Beckett William Ezell was born at 11:32 am on October 17th, 2016 weighing 3 pounds and 15 ounces, measuring 16 inches long. He immediately started to cry as they moved him to the incubator to suction and assess him.
Foster Anthony Ezell was born shortly after at 11:34 am on October 17th, 2016 weighing 3 pounds 12 ounces, measuring 15 and 3/4 inches long. He also started to cry his little lungs out. They arrived in style for sure. Their little lungs were not as strong as Rowan’s when he was born so their cries sounded much quieter but were just as thrilling to hear.
Gavin followed over to the incubators to look at the babies. I had silent tears running down my face as I joked that there really were two babies in there. My boys were here. The rest became a bit of a blur as they increased my medication once more and started to finish the surgery. I was able to take a couple pictures of the umbilical cord via one of the nursing students in the room. He was kind enough to photograph the cord that caused my babies so many problems but also gave them their life blood.
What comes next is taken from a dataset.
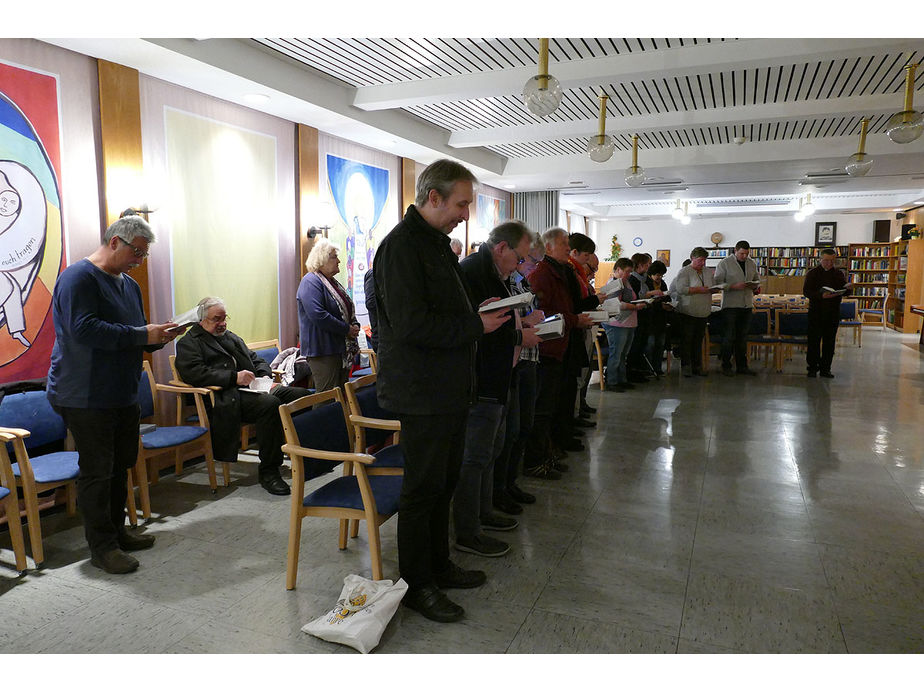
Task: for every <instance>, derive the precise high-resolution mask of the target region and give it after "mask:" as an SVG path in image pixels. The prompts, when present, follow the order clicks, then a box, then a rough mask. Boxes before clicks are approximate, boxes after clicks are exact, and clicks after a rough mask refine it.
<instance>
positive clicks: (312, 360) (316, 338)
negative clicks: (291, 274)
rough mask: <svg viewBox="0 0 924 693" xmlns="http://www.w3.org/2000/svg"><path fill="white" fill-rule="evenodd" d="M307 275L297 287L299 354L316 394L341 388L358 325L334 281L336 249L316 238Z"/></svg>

I won’t share a picture on here because its a bloody looking rope and can make someone very squeamish, like it did my iron stomach husband. Suffice to say that it looked like someone twisted a bunch of rope and tied three or four knots at the very top to make one large knot, my babies has inches of wiggle room past the massive knot the size of my fist. I truly know that God watched over them and got them to their 32 week goal. Knots in their cord, they still survived. Braided cord, they still survived. I was the recipient of a miracle in so many ways, I couldn’t count them all.
My boys, Beckett and Foster were evidence of the greatest miracle I’ve ever been a part of.